Inadequacy of 12-Week Miltefosine Treatment for Indian Post-Kala-Azar Dermal Leishmaniasis

Susmita Ghosh 1,, Nilay Kanti Das 1,, Shibabrata Mukherjee 1, Debanjan Mukhopadhyay 1, Jayashree Nath Barbhuiya 1, Avijit Hazra 1, Mitali Chatterjee 1,*
PMCID: PMC4596597  PMID: 26175030

Abstract

Post-kala-azar dermal leishmaniasis (PKDL) is a chronic dermatosis that generally occurs after apparent cure of visceral leishmaniasis caused by Leishmania donovani. In view of the prolonged treatment regimens necessary for PKDL, noncompliance is a major limitation; an optimal regimen is yet to be defined, but 12 weeks of therapy with miltefosine is generally recommended. We performed a single-arm open-label trial of miltefosine administered daily for 16 weeks in 27 patients in Kolkata with PKDL. After 4 weeks of treatment, nine patients were lost to follow-up because of unacceptable side effects, including severe abdominal pain, nausea, and vomiting. Of the 18 remaining patients, seven completed 12 weeks of therapy and 11 completed 16 weeks of therapy. Three of the seven who received 12 weeks of therapy and none of the 11 who received 16 weeks of therapy experienced disease relapse. Our results suggest that a 16-week course of miltefosine is required for reliable cure of PKDL. Further, the study highlighted the urgent need for a multicentric randomized controlled trial of 12 versus 16 weeks of treatment with miltefosine for PKDL so as to achieve the goal of elimination of leishmaniasis in south Asia.
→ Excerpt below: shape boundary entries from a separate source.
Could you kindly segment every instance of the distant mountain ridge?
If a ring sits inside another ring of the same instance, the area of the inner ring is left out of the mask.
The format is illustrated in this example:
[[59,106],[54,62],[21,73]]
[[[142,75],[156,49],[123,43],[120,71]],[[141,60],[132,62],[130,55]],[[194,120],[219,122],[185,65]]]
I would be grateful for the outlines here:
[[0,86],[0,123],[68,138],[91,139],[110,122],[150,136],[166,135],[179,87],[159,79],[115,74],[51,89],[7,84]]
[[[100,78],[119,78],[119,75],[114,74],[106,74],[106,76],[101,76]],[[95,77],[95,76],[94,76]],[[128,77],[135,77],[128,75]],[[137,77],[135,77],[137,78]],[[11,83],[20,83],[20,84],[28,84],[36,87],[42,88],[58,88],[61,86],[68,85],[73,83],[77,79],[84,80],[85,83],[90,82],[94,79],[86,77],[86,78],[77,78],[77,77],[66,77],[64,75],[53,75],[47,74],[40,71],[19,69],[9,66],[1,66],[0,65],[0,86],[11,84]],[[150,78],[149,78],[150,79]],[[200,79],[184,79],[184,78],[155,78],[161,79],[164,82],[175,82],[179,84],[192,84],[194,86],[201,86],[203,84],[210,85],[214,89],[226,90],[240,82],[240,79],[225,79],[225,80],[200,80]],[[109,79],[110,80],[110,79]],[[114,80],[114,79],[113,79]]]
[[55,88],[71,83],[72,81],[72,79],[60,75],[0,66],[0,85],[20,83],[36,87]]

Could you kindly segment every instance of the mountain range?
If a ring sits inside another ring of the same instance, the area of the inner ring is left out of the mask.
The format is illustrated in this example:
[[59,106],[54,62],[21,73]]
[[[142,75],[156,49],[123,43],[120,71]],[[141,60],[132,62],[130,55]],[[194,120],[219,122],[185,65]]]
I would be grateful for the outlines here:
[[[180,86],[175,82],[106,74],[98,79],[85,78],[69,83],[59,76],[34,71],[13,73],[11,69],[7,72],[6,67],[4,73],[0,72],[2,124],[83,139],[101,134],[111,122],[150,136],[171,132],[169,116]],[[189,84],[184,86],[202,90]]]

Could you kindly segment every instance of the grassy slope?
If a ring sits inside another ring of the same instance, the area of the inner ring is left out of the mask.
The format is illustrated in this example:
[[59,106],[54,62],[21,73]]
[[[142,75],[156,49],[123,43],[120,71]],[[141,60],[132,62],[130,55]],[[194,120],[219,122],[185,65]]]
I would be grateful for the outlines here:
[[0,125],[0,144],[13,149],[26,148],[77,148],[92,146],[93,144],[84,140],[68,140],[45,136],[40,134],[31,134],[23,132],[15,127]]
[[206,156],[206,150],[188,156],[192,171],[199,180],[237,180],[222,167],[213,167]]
Post-kala-azar dermal leishmaniasis (PKDL), a chronic dermatosis appears in 5–10% and over 60% of apparently cured cases of visceral leishmaniasis (VL or kala-azar) in south Asia and east Africa, respectively. On the basis of their clinical features, patients with PKDL in south Asia can be broadly categorized into two variants namely, polymorphic, where hypopigmented macules, papules/plaques, and/or nodules are present, or macular, where patients primarily present with hypopigmented macules.1 The disease acquires greater clinical relevance in south Asia as, in the absence of a zoonotic transmission, these patients are the proposed reservoirs for VL.2 To achieve the World Health Organization (WHO) target of elimination of VL by 2015 (annual incidence of less than one per 10,000 population) in south Asia, eradication of leishmaniasis has become a national priority (http://www.who.int/tdr/news/2012/vl_elimination/en/). Treatment of PKDL is a challenge for clinicians especially for macular PKDL, since the endpoint of therapy cannot be precisely defined making one dependent on resolution of clinical features.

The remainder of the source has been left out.